The strong, confident person who has strength to spare, reserves of energy, does his work easily and without friction. Half the timidities and indecisions of men are chargeable less to lack of ability than to lack of the physical vigor, the QUANTITY of energy, which is the driving power of character. In all the contests of life an important element in success is the ability to endure prolonged stress, to have the reserve energy that can be drawn upon and utilized as a driving force. This power is not alone necessary in the emergencies, the "short hauls" of life, but also in the long hauls that spread the strain through greater periods. Many of the failures of life are due as much to lack of ability to meet prolonged stress as to lack of experience or intelligence. Men of moderate ability but with great powers of endurance often succeed, while men of greater talent fail for lack of the ability to endure strain.

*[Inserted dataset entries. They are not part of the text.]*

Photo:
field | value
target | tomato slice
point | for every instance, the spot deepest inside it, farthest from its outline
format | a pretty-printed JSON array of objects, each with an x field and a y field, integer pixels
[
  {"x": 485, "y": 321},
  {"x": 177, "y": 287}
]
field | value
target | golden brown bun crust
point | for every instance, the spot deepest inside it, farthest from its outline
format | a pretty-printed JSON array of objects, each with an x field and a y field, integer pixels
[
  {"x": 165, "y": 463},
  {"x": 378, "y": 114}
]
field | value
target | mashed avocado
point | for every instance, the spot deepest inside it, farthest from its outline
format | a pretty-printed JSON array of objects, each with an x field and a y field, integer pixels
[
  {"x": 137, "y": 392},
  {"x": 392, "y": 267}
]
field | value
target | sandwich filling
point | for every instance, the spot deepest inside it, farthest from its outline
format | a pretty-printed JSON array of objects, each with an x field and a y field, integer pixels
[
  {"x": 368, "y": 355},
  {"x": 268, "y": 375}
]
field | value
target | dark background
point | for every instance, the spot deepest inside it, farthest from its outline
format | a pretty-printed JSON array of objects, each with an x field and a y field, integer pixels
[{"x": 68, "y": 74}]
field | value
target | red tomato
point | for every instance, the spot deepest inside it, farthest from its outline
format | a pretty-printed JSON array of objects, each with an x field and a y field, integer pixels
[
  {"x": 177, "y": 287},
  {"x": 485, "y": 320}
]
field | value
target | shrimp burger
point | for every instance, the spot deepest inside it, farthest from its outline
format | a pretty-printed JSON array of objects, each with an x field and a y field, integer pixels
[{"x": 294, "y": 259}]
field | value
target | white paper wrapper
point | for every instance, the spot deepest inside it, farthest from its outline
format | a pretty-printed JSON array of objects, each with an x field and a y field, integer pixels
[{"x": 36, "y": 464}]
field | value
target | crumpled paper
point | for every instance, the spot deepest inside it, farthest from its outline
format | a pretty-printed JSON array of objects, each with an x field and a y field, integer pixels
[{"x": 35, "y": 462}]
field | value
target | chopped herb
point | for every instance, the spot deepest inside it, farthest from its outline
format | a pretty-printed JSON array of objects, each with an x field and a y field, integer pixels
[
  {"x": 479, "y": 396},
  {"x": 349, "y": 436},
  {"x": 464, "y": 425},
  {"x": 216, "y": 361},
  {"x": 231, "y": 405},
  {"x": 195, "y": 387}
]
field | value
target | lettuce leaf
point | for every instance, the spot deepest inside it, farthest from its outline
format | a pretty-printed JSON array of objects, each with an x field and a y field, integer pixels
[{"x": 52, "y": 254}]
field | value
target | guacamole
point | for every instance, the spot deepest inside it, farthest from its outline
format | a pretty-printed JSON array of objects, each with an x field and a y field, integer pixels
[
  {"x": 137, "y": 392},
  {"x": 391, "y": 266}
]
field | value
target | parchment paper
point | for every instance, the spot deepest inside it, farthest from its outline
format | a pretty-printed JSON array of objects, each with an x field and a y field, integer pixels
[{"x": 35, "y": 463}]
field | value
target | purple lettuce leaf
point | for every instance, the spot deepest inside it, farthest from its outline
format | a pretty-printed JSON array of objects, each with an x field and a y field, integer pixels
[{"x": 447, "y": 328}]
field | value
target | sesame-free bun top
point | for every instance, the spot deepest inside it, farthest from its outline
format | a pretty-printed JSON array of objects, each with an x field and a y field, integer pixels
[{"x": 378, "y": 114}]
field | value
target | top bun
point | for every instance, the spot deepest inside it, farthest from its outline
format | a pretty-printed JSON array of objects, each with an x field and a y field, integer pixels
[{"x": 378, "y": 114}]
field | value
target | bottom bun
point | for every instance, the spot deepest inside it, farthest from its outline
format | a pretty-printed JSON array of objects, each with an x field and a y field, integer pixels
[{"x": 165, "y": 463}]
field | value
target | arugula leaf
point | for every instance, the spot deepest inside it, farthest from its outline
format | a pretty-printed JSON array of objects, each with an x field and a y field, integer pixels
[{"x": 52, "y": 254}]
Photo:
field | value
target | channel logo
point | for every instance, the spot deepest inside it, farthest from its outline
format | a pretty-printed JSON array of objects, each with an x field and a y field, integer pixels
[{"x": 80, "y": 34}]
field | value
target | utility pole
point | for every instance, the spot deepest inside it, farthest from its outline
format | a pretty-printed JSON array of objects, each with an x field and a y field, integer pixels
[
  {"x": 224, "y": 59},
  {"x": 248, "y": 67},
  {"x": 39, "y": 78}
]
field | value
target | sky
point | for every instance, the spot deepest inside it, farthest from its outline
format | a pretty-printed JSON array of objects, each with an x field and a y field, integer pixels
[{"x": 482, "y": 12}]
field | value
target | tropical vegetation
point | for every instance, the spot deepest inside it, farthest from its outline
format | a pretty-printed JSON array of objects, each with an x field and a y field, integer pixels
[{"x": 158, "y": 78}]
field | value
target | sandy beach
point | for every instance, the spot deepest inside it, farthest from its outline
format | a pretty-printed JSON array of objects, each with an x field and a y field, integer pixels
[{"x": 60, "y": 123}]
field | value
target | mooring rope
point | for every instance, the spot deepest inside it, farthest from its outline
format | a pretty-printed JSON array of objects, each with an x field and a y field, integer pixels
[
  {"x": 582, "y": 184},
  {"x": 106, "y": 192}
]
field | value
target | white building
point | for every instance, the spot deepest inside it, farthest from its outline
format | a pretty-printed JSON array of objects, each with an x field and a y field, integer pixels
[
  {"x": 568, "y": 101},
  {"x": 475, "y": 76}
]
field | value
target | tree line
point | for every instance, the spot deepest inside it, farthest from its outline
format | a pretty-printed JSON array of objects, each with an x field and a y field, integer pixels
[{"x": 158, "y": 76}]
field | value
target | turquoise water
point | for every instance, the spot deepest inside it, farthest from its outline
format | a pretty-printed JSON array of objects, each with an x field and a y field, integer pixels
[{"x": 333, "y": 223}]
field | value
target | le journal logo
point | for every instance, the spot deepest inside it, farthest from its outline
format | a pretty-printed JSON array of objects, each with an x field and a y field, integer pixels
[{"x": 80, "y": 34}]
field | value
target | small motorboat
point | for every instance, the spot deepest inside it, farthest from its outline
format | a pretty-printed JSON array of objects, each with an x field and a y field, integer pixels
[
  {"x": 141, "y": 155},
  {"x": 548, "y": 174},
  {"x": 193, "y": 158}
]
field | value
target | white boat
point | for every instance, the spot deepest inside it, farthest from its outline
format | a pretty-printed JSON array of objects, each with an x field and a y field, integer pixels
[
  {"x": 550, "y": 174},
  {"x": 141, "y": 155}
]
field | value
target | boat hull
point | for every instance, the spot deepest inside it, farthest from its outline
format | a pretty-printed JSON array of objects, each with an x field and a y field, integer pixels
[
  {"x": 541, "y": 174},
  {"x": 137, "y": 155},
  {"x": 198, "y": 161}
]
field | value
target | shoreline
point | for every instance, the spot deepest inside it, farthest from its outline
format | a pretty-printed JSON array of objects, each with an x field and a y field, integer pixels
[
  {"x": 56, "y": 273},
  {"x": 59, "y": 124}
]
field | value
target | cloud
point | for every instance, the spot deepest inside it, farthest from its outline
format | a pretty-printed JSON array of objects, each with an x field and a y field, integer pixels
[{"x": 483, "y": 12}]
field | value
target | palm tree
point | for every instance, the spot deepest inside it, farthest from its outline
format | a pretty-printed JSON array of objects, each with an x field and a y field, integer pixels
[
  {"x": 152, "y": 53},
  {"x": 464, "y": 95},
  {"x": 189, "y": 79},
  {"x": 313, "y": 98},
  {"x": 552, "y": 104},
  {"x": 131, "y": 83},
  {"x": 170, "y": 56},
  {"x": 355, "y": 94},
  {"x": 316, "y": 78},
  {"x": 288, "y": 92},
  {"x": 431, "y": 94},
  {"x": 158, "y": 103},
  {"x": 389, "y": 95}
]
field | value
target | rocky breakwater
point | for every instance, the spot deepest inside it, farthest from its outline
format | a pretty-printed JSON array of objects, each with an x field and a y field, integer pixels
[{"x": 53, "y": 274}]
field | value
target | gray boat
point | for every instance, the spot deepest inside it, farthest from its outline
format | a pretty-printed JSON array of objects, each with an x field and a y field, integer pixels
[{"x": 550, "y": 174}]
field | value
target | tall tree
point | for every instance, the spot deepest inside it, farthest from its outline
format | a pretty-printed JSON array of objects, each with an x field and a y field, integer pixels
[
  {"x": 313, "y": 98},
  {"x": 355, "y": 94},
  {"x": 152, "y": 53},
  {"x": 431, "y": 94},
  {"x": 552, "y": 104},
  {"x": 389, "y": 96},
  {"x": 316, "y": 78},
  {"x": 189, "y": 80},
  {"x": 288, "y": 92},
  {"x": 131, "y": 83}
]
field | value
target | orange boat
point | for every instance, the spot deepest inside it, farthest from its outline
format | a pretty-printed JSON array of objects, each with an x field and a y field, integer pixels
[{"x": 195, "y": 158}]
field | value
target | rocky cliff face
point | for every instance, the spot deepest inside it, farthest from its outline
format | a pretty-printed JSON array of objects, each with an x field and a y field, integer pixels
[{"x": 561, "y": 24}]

The man with a weak body and without the self-confidence that surplus energy gives is liable to be of uncertain judgment. Such a man in the presence of a problem requiring quick decision, doubts and hesitates and stands shivering on the brink of action while hastening opportunities pass him by.
Much of the loose thinking of our time is undoubtedly due to poor educational drill. In fact the failure of the schools to teach pupils how to apply the mind and how to think is one of their common reproaches. Inability to use the mind effectively is also frequently due to a lack of vigor and physical stamina. A person with poor digestion, or under-developed body, or weak circulation has of necessity a badly nourished brain. Such a brain, unless it belongs to a genius, will do poor thinking.
The mentally trained person who is also physically strong has the combination that puts his powers at easy command. He can be joyously busy doing the impossible because the doing of it has been made easy by training.
How much native power there is in all of us that for want of proper training or sympathetic encouragement never comes to maturity! How many of the finer qualities of character that, for want of a kindlier climate of cheerful companionship and wise direction, failed to mature and now lie dead in us! Very many people are only partly alive. A large part, and in some, the best part, is dead. The capacity they show is probably only a small share of a fine inheritance which, not knowing how to use, they allowed to die.
We have an instinctive liking for people who are strong and healthy. They appeal to us by their robustness and their confident display of energy. We do not now need the big muscles that were once necessary in wielding spear and battle-axe. We need, however, as much as the race ever needed well-developed bodies and habits of health.
It is not difficult for us to see that sports and games and play help to physical development, but it is not so plain that they may be made to develop the best qualities of character.
It is a fact, however, that all the important elements of character are tried out in games and sports. Enthusiasm, self-confidence, the adventurous spirit, alertness, promptness, unselfishness, cooperation, quick judgment—all these have their training and discipline on the game field. They comprise those fundamental native qualities that have gone to make humanity what it is. The young should have this training, and, if of the right kind, it may be made to contribute to the making of the best kind of character. The same quickness and accuracy of judgment that enable a boy to win a point in football may in later life be used to win a battle or save a business venture. Beyond this, there is of course gained the strong body that makes work easy and stress less difficult to bear.
Hall calls attention to the fact that two generations ago, Jahn, the great builder of German physique, roused the then despairing German nation by preaching the gospel of strong bodies. He created a new spirit in Germany, and the whole nation was aroused and seized with an enthusiasm for outdoor games and sports, and there arose a new cult for the body. His pupils sang of a united fatherland and of a stronger race. The Germans are in the habit of reminding us that it was about one generation after Jahn that the German Empire was founded and Germany became a world power.
Every argument for the physical training of boys applies with equal force to girls. Women need to be physically as strong as men. No race will remain virile and progressive unless both the fathers and mothers have the physical stamina that produces healthy, vigorous offspring. In this age, when women are going out into the world to compete with men it is highly important that they be physically strong if they are to stand the stress successfully. It was from rough barbarians, the rude war-loving Teutonic men and women described by Tacitus, that the Anglo-Saxon race inherited those splendid qualities of mind and body that have made their descendants masters of seas and continents.